Umbralisib is an Orally Active Dual PI3Kδ/CK1ε Inhibitor for Haematological Malignancies Reseach

PI3K (Phosphoinositide 3-kinase) are a family of related intracellular signal transducer enzymes capable of phosphorylating the 3 position hydroxyl group of the inositol ring of phosphatidylinositol (PtdIns). Class I PI3K enzymes consist of four distinct catalytic isoforms, PI3Kα, PI3Kβ, PI3Kδ and PI3Kγ. In mammalian cells, PI3K signaling occurs upon binding of a regulatory subunit (p85 or p55) with a catalytic subunit (p110α, β, δ, or γ). In cells of hematopoietic origin, expression of the p110 PI3Kδ catalytic subunit predominates and plays essential roles in B-cell development, survival, and function.

Besides, casein Kinases (CKs) exist in at least seven isoforms (α, β, γ1-3, δ, and ɛ) in mammals and CK1 kinases phosphorylate various substrates to play vital roles in diverse physiological processes such as DNA repair, cell cycle progression, cytokinesis, differentiation, and apoptosis. Among them, CK1ε is implicated in modulating various human health issues such as cancer, neurodegenerative diseases, and diabetes.

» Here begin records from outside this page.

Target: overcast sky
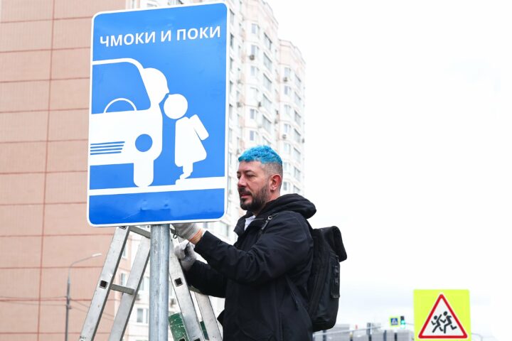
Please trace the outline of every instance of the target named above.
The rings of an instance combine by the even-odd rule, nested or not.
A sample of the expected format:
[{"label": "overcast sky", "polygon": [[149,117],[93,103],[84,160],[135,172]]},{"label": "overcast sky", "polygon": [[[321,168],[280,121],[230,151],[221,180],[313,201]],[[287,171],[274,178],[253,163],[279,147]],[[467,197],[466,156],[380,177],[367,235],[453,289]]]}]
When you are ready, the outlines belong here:
[{"label": "overcast sky", "polygon": [[306,63],[311,222],[348,254],[338,322],[412,323],[414,289],[469,289],[471,331],[509,340],[508,1],[268,2]]}]

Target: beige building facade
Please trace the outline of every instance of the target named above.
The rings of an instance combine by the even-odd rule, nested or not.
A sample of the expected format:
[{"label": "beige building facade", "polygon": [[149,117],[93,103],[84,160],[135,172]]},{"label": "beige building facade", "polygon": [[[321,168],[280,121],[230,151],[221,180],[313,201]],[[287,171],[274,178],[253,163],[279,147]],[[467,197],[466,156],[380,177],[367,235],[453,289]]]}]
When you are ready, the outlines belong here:
[{"label": "beige building facade", "polygon": [[[102,11],[167,0],[0,0],[0,341],[78,340],[113,233],[86,220],[90,29]],[[270,144],[284,162],[283,193],[304,193],[304,62],[278,36],[262,0],[229,0],[228,215],[206,224],[233,242],[240,211],[237,158]],[[130,241],[117,281],[129,271]],[[133,251],[132,251],[133,250]],[[91,257],[102,253],[100,256]],[[149,268],[149,266],[148,266]],[[147,341],[149,273],[125,340]],[[111,295],[96,340],[107,339]],[[169,311],[177,309],[172,296]],[[222,301],[214,303],[220,310]]]}]

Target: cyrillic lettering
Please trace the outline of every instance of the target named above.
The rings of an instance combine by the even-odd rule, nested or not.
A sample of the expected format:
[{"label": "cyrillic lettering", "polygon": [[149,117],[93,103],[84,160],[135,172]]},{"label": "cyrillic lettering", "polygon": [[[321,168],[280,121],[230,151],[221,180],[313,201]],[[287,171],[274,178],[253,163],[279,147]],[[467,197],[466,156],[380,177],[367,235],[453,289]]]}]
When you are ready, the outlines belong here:
[{"label": "cyrillic lettering", "polygon": [[162,31],[160,33],[160,41],[165,41],[166,39],[167,39],[167,41],[171,41],[171,30],[166,32]]},{"label": "cyrillic lettering", "polygon": [[[193,36],[192,36],[192,34],[191,34],[193,32],[195,33]],[[192,39],[192,40],[196,39],[198,36],[197,28],[191,28],[190,30],[188,30],[188,39]]]},{"label": "cyrillic lettering", "polygon": [[[128,40],[129,38],[129,40]],[[124,45],[132,45],[133,44],[134,38],[133,36],[133,34],[128,33],[124,36]]]},{"label": "cyrillic lettering", "polygon": [[215,31],[212,31],[213,28],[213,27],[210,28],[210,38],[213,38],[215,33],[217,33],[217,38],[220,38],[220,26],[215,27]]},{"label": "cyrillic lettering", "polygon": [[[141,44],[144,44],[144,40],[142,40],[143,34],[144,33],[135,33],[135,43],[136,44],[138,44],[139,43]],[[147,34],[147,33],[146,33],[146,34]]]},{"label": "cyrillic lettering", "polygon": [[122,35],[117,36],[116,40],[115,36],[110,36],[110,46],[119,46],[122,45]]},{"label": "cyrillic lettering", "polygon": [[177,37],[177,38],[178,38],[178,40],[180,40],[180,38],[179,38],[180,32],[181,32],[181,33],[183,33],[183,38],[182,38],[182,40],[186,40],[186,36],[185,36],[185,34],[186,34],[186,33],[185,33],[185,31],[186,31],[186,30],[184,30],[184,29],[178,30],[178,31],[177,31],[177,33],[176,33],[176,37]]},{"label": "cyrillic lettering", "polygon": [[108,41],[109,41],[108,36],[107,36],[106,37],[104,37],[102,36],[100,36],[100,43],[106,45],[107,48],[109,46]]},{"label": "cyrillic lettering", "polygon": [[147,34],[147,32],[146,32],[146,43],[152,42],[154,43],[154,31],[151,32],[149,35]]}]

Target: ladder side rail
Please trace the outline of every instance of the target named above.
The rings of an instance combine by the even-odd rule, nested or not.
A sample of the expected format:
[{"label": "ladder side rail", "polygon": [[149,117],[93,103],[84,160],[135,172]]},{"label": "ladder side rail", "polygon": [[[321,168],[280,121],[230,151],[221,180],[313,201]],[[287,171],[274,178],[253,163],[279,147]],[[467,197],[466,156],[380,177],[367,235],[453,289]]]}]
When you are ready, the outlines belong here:
[{"label": "ladder side rail", "polygon": [[199,306],[203,322],[204,322],[206,331],[208,335],[208,340],[210,341],[222,341],[222,335],[219,325],[217,323],[217,318],[213,313],[210,297],[200,293],[194,293],[196,301]]},{"label": "ladder side rail", "polygon": [[[174,244],[179,242],[174,238],[171,238],[171,239]],[[185,279],[185,275],[181,269],[179,260],[174,255],[174,252],[169,252],[169,276],[181,311],[183,322],[188,340],[190,341],[205,341],[196,313],[196,307]]]},{"label": "ladder side rail", "polygon": [[80,341],[94,340],[129,234],[129,229],[127,227],[118,227],[114,232],[110,248],[82,328]]},{"label": "ladder side rail", "polygon": [[[132,229],[132,227],[130,227],[130,229]],[[132,310],[135,303],[140,283],[144,279],[144,274],[149,260],[150,246],[151,242],[149,238],[142,237],[141,239],[126,284],[127,288],[133,289],[134,291],[132,294],[123,293],[117,313],[114,319],[109,341],[120,341],[122,340]]]}]

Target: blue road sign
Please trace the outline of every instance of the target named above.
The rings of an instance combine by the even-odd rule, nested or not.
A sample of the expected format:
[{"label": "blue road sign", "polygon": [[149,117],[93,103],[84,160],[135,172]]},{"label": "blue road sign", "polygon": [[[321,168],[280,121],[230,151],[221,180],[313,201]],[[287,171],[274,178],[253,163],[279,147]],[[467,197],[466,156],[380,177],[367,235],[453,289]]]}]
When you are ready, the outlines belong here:
[{"label": "blue road sign", "polygon": [[92,19],[87,219],[212,221],[226,207],[224,4]]}]

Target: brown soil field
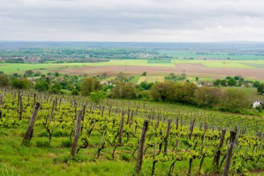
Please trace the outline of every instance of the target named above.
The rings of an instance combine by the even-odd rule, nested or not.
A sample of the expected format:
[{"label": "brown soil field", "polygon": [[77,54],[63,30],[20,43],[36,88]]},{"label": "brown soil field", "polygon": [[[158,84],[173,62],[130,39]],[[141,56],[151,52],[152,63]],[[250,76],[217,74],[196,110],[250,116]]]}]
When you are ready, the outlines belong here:
[{"label": "brown soil field", "polygon": [[65,74],[94,75],[107,72],[110,75],[116,75],[119,72],[127,74],[138,74],[146,71],[151,75],[166,75],[170,72],[181,74],[185,72],[187,77],[199,77],[204,78],[224,78],[227,75],[241,75],[247,79],[264,80],[264,70],[245,68],[212,68],[202,64],[176,64],[176,67],[149,67],[149,66],[85,66],[78,68],[54,70]]}]

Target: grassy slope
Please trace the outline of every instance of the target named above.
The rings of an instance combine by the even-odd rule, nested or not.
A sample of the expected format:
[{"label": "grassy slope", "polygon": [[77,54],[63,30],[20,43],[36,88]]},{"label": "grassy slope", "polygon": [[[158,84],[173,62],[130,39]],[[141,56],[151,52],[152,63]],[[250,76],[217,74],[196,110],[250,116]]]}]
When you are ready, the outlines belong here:
[{"label": "grassy slope", "polygon": [[195,51],[158,51],[160,54],[166,54],[172,57],[185,57],[185,58],[231,58],[238,60],[256,60],[263,59],[264,56],[255,56],[249,54],[229,55],[228,53],[224,52],[209,52],[210,54],[197,54]]},{"label": "grassy slope", "polygon": [[[115,160],[111,159],[112,147],[103,150],[102,157],[94,160],[97,150],[96,145],[99,144],[101,137],[94,133],[88,148],[81,150],[76,159],[73,160],[69,157],[70,147],[62,145],[63,141],[68,141],[69,137],[53,137],[51,146],[45,147],[43,144],[47,143],[48,138],[38,136],[44,131],[42,127],[36,127],[31,145],[22,146],[21,143],[26,125],[25,122],[22,128],[0,129],[1,175],[133,175],[135,160],[131,156],[133,150],[129,147],[119,147]],[[54,133],[56,132],[55,130]],[[126,154],[122,152],[123,150],[126,150]],[[127,153],[128,150],[130,150],[129,153]],[[199,163],[199,159],[193,162],[193,172],[197,171]],[[211,163],[212,159],[206,159],[204,166],[207,171],[210,170]],[[170,163],[158,163],[156,175],[167,175]],[[150,175],[151,165],[151,161],[144,161],[143,175]],[[180,175],[184,175],[181,173],[186,173],[188,167],[188,161],[181,161],[176,165],[175,170]]]}]

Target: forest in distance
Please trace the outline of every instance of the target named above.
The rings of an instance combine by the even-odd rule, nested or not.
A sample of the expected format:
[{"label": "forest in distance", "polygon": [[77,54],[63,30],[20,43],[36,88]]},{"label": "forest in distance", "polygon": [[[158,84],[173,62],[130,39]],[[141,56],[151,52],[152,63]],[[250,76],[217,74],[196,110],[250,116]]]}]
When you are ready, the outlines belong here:
[{"label": "forest in distance", "polygon": [[0,174],[261,175],[261,45],[1,42]]}]

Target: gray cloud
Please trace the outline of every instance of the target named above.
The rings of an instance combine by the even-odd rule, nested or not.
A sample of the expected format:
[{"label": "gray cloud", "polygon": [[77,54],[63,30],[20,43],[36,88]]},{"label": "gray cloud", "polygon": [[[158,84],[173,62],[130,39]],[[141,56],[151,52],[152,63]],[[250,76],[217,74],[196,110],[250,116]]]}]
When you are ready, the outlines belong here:
[{"label": "gray cloud", "polygon": [[261,0],[1,0],[0,40],[264,41]]}]

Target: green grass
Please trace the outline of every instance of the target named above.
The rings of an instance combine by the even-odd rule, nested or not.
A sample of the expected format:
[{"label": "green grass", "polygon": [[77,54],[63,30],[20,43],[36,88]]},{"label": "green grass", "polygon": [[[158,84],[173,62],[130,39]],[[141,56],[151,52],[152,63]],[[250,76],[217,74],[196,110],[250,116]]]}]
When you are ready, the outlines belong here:
[{"label": "green grass", "polygon": [[174,58],[230,58],[236,60],[264,60],[264,56],[255,56],[254,54],[236,54],[229,55],[226,52],[208,52],[206,54],[197,54],[197,51],[186,51],[186,50],[177,50],[177,51],[166,51],[160,50],[158,52],[161,54],[167,54],[169,56]]},{"label": "green grass", "polygon": [[[28,146],[21,145],[22,136],[26,129],[27,122],[22,127],[1,128],[5,135],[0,136],[0,175],[134,175],[135,159],[131,154],[122,153],[126,147],[119,147],[116,159],[110,156],[113,147],[102,150],[102,157],[94,160],[100,135],[94,133],[90,141],[90,147],[81,150],[73,159],[69,156],[70,147],[62,145],[69,141],[69,137],[53,137],[50,146],[40,145],[47,143],[47,137],[39,137],[41,127],[35,127],[35,134]],[[66,142],[68,143],[69,142]],[[131,152],[132,150],[131,150]],[[120,153],[120,154],[118,154]],[[156,175],[167,175],[171,162],[156,164]],[[204,166],[210,166],[211,159],[206,159]],[[142,175],[149,175],[152,163],[145,160]],[[175,170],[177,173],[187,172],[188,161],[179,162]],[[196,171],[199,161],[193,163]]]},{"label": "green grass", "polygon": [[138,80],[140,80],[140,76],[134,76],[134,77],[131,81],[131,83],[136,84],[138,82]]},{"label": "green grass", "polygon": [[147,60],[147,63],[172,63],[170,60]]},{"label": "green grass", "polygon": [[148,83],[163,82],[165,77],[163,76],[147,76],[145,81]]},{"label": "green grass", "polygon": [[[251,61],[254,62],[254,61]],[[211,61],[211,60],[173,60],[173,63],[177,64],[202,64],[208,67],[226,67],[226,68],[250,68],[255,67],[240,63],[240,61]]]}]

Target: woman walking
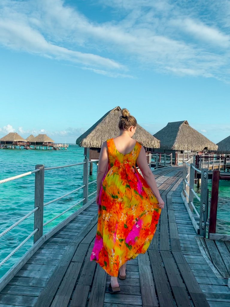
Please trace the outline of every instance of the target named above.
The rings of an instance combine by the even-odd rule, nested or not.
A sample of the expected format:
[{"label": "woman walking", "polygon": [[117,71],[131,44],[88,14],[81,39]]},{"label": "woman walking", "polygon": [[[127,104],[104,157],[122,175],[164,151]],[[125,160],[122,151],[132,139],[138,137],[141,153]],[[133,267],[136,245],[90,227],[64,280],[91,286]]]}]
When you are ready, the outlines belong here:
[{"label": "woman walking", "polygon": [[164,205],[145,150],[131,138],[136,120],[127,109],[121,112],[120,135],[105,142],[100,154],[98,223],[90,257],[111,276],[112,293],[120,290],[117,277],[125,279],[127,261],[147,250]]}]

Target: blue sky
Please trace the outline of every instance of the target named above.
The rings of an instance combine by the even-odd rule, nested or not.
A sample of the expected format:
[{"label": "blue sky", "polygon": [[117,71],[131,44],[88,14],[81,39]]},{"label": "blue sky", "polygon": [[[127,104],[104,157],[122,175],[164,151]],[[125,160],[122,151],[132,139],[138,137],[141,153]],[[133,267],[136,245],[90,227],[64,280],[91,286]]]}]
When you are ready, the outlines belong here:
[{"label": "blue sky", "polygon": [[230,1],[1,0],[0,137],[76,139],[126,107],[230,134]]}]

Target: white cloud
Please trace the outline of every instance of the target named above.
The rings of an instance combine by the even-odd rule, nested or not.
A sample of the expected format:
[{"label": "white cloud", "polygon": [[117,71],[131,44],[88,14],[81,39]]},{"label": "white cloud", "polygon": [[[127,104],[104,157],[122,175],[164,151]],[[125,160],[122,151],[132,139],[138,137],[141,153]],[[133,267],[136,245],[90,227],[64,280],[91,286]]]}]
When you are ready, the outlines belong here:
[{"label": "white cloud", "polygon": [[[113,78],[133,77],[123,72],[132,65],[229,81],[230,36],[224,27],[227,22],[221,27],[221,17],[227,20],[228,16],[224,6],[206,0],[195,7],[190,2],[182,5],[170,0],[98,1],[118,16],[119,11],[122,14],[99,22],[63,0],[2,0],[0,42],[8,48],[80,63],[83,69],[86,66]],[[204,8],[208,11],[205,15]],[[213,18],[208,20],[209,14]]]}]

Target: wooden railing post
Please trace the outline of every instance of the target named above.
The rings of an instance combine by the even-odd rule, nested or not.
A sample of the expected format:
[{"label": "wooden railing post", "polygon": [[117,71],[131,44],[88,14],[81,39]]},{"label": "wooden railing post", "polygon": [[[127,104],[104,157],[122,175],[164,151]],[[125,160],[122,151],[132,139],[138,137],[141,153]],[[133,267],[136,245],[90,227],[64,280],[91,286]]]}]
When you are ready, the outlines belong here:
[{"label": "wooden railing post", "polygon": [[194,166],[193,163],[191,163],[190,166],[190,173],[189,176],[189,205],[191,211],[193,212],[193,207],[191,204],[191,202],[193,202],[194,194],[192,189],[194,188],[194,178],[195,178],[195,169],[192,166]]},{"label": "wooden railing post", "polygon": [[209,170],[202,169],[201,170],[201,202],[200,206],[200,234],[204,238],[206,237],[208,200],[208,180]]},{"label": "wooden railing post", "polygon": [[34,230],[36,228],[38,230],[33,236],[33,244],[42,237],[43,234],[43,208],[44,205],[44,165],[38,164],[35,169],[40,169],[40,171],[35,173],[34,190],[34,208],[39,209],[34,212]]},{"label": "wooden railing post", "polygon": [[210,205],[209,236],[210,233],[216,233],[217,215],[217,205],[220,181],[220,171],[215,170],[213,173],[212,194]]},{"label": "wooden railing post", "polygon": [[83,164],[83,184],[85,185],[83,188],[83,197],[85,199],[83,200],[83,204],[88,202],[88,188],[89,185],[89,159],[85,159]]},{"label": "wooden railing post", "polygon": [[183,195],[186,198],[186,194],[185,192],[185,190],[186,190],[186,184],[184,181],[185,179],[186,179],[186,173],[187,171],[187,168],[186,165],[184,162],[183,164]]}]

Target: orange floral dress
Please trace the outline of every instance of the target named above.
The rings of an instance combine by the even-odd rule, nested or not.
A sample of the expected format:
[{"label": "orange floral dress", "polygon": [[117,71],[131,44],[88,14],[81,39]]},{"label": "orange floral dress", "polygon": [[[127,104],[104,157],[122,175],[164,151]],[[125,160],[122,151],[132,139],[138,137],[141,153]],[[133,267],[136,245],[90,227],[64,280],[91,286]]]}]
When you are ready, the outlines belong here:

Umbralisib (also known as TGR-1202 or RP5264) is an orally active, potent and selective dual PI3Kδ and CK1ε inhibitor.

In addition, Umbralisib has enhanced selectivity for inhibiting p110δ over other PI3K isoforms. Importantly, Umbralisib exhibits unique immunomodulatory effects on chronic lymphocytic leukemia (CLL) T cells. In ex vivo studies, Umbralisib sustained normal and CLL-associated FoxP3+ human regulatory T cells (Tregs). Furthermore, Umbralisib exhibits antitumor efficacy in the Eμ-TCL1 adoptive transfer mouse CLL model. Moreover, Umbralisib also preserves Treg numbers and function. The differential impact of Umbralisib on Tregs compared with other PI3Kδ inhibitors has several clinical implications. First, the cancer cell-intrinsic inhibition of PI3Kδ and CK1ε by Umbralisib uniquely provides multiple strategies of antitumor efficacy in B-cell malignancies. Second, lack of Treg impairment by Umbralisib may negate potential Treg-mediated antitumor effects in B-cell malignancies, as well as in the setting of immunotherapy for solid tumors.
To sum up, Umbralisib is an orally active dual PI3Kδ and CK1ε inhibitor, has the potential for marginal zone lymphoma and follicular lymphoma research.

References:
[1] Maharaj K, et al. Blood Adv. 2020 Jul 14;4(13):3072-3084.